= Udsikter fra Ulriken =

Town song of Bergen, Norway

"Udsigter fra Ulriken" (English: 'Views from Ulriken') is the town song of Bergen, Norway. It is also known as "Bergenssangen", "Bergensiana", "Jeg tok min nystemte" and among the public "Nystemten". The lyrics were written in 1790 by the priest, politician and poet Johan Nordahl Brun when he worked as vicar at Bergen Cathedral (later he became bishop of Bjørgvin). The melody is taken from an old French minuet.
Norwegian composer Johan Halvorsen wrote orchestral variations on the
melody under the name "Bergensiana". A notable performance was by Sissel Kyrkjebø in 1986, when she was 16 years old. It was her big breakthrough.
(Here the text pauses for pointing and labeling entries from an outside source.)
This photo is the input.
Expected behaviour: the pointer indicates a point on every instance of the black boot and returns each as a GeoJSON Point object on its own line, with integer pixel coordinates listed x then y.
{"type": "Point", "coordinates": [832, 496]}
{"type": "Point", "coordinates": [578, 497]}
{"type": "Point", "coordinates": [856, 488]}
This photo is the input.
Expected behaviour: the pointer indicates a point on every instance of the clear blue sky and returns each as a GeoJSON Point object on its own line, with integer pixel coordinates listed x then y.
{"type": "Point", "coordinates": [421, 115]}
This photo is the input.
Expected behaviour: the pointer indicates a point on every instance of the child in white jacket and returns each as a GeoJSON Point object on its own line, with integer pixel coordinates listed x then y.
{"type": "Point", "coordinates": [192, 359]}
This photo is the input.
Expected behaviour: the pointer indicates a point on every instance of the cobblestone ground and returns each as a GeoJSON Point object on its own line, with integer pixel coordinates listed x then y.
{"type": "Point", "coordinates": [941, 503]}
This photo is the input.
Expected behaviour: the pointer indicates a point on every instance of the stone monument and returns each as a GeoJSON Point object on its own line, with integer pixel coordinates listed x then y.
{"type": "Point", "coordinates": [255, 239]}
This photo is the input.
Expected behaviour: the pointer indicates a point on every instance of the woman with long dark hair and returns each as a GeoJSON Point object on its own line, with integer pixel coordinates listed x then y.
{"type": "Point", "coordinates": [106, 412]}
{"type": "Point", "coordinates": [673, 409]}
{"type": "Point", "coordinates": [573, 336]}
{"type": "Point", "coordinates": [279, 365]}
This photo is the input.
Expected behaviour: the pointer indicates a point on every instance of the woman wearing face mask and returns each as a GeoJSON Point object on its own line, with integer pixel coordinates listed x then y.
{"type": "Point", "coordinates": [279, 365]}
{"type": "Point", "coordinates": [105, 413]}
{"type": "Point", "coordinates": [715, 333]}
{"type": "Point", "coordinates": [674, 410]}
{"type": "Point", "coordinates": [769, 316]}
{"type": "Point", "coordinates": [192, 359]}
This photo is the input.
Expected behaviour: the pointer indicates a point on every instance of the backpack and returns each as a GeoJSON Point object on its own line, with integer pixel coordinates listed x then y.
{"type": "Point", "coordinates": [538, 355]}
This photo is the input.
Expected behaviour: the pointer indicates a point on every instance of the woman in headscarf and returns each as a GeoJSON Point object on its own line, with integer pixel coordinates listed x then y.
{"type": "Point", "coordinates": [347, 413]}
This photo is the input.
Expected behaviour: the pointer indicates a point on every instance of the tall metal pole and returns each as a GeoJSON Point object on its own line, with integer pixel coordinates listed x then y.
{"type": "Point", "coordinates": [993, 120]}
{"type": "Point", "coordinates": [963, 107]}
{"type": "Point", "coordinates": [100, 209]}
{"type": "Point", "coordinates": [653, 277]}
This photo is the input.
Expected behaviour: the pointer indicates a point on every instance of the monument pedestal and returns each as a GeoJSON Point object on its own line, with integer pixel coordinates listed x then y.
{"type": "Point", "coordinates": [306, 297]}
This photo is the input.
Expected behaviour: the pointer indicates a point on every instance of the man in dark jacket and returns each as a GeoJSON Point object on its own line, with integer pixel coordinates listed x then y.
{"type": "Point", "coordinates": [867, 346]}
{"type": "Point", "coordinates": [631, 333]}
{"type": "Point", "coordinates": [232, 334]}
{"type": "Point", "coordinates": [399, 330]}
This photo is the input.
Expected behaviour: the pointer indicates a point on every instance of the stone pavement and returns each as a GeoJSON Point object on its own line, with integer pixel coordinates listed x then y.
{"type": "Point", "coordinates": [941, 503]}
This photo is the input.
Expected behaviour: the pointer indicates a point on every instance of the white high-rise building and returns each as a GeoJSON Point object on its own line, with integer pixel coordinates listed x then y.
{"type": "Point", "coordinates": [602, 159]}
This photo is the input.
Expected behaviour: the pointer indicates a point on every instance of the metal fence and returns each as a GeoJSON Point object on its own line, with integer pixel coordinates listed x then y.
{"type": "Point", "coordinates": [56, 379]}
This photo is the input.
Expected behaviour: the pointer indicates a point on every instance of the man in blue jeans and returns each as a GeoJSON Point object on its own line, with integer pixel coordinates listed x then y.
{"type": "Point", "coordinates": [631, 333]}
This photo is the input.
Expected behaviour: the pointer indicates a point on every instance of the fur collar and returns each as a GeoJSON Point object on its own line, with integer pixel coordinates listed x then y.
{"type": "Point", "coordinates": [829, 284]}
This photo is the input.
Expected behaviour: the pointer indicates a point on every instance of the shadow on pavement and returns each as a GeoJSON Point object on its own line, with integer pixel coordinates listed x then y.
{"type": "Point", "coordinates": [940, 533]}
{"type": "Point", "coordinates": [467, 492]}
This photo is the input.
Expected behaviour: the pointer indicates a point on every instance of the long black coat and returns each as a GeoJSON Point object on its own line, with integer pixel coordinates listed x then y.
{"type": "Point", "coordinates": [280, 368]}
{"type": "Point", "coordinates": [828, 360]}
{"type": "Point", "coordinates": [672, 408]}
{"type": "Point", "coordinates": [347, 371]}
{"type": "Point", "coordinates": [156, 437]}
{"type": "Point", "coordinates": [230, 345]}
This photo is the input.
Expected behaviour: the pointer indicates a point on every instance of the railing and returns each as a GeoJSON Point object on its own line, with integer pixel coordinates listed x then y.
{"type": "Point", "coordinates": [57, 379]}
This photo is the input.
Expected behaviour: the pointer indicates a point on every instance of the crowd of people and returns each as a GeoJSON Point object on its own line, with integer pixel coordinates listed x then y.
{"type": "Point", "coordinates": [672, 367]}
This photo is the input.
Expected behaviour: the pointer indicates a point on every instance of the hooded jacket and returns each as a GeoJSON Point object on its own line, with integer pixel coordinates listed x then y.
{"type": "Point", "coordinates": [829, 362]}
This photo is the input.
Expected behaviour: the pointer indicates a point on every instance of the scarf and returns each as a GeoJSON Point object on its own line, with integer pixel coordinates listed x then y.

She performed the song during the intermission of the Eurovision Song Contest 1986, which took place in Grieg Hall in Bergen.

==Lyrics==
Sang til Bergen (English: 'Song to Bergen')

by Johan Nordahl Brun
(Udsigter fra Ulriken)

I
Jeg tog min nystemte Cithar i Hænde;
Sorgen forgik mig pa Ulrikens Top.
Tænkte paa Bauner, om de skulde Brænde,
og byde Mandskab mot Fienden op;
følede Freden, blev glad i min Aand,
og greb til min Cithar med legende Haand.
II
Værdige, gamle, graaskallede Bierge,
I, som omgierde min Fædrene-Bye,
I, som saa mangen en Torden afværge,
og sønderbryde electriske Skye!
Yndig er dalen, I hegne mig ind,
og Foraar og Dalen oplive mit Sind.
III
Herfra fortryllende Syner jeg skuer,
Lungegaards Vandet, den Slette saa blaa,
Nyegaards Alleens løvkronede Buer,
derunder prydede Skiønne at gaae,
deromkring Markens dens festlige Dragt,
det Guld i det Grønne den blomstrende Pragt!
IV
Tæt ved mig Alrikstads dobbelte Slette,
Kongeborg fordum og brugbar til Strid,
skiøn af Naturen, om Fortrin vil trette
med selve Nyegaard, som prunker med Flid,
der løb fra Svartedig skummende Aae,
der saae jeg Møllehiul flittig at gaae.
V
Bedre frem, Bergen, det Handelens Sæde,
strækkende Arme om seilbare Vaag.
Derhen høifarmede Jægter med Glæde
rustes hver Sommer til dobbelte Tog;
derfra gaae Skibe saa vide om Land;
der kiøber, der sælger, der handler hver Mand.
VI
Der seer jeg Skoven af Masterne høie,
handlende Stuers bredvaiende Flag;
Vippebom seer jeg sig flittig at bøie,
flittig at hæve. – Tagenternes Slag
paa dette Handels-Claveer gav Musik,
og Vare af Skuderne dandsende gik.
VII
Nu tog jeg Vand af den springende Kilde.
herudaf Oldtidens Kiempeslægt drak.
Naar de lykønske sit Fædreland vilde,
Sverdet af Skeden tillige de trak.
Vee! den, saa sang de, saa synger jeg og,
den Nidding, som Sverd imot Fødeland drog.
VIII
Freden, o! Bergen! din Rede beskierme,
Sommeren krone hver Ager med Brød!
Ilden og Sverdet dig aldrig fornærme,
Havet dig aapne sit frugtbare Skiød!
Da mellem Biergene syv skal du staae,
naar nybaget Kiøbstad i Luften maa gaae.
IX
Jeg drak den Skaal, som mig Ulriken skienkte,
drikker den samme, I, som have Viin!
Hver, som oprigtig mod Fødeby tænkte;
Lod denne Munterheds Skaal være sin.
Held for vort Bergen, for Fødeland Held!
Gid alting maa blomstre fra Fiere til Fiel

English translation of the first verse

I
Holding my newly tuned sitar in my hands;
all my grief left me on the peak of Ulriken.
Thought of the beacons if they would be lighted,
and against foes order out the marching men.
Felt the calm upon me, rejoiced in my spirit,
and reached for my sitar with playful hands.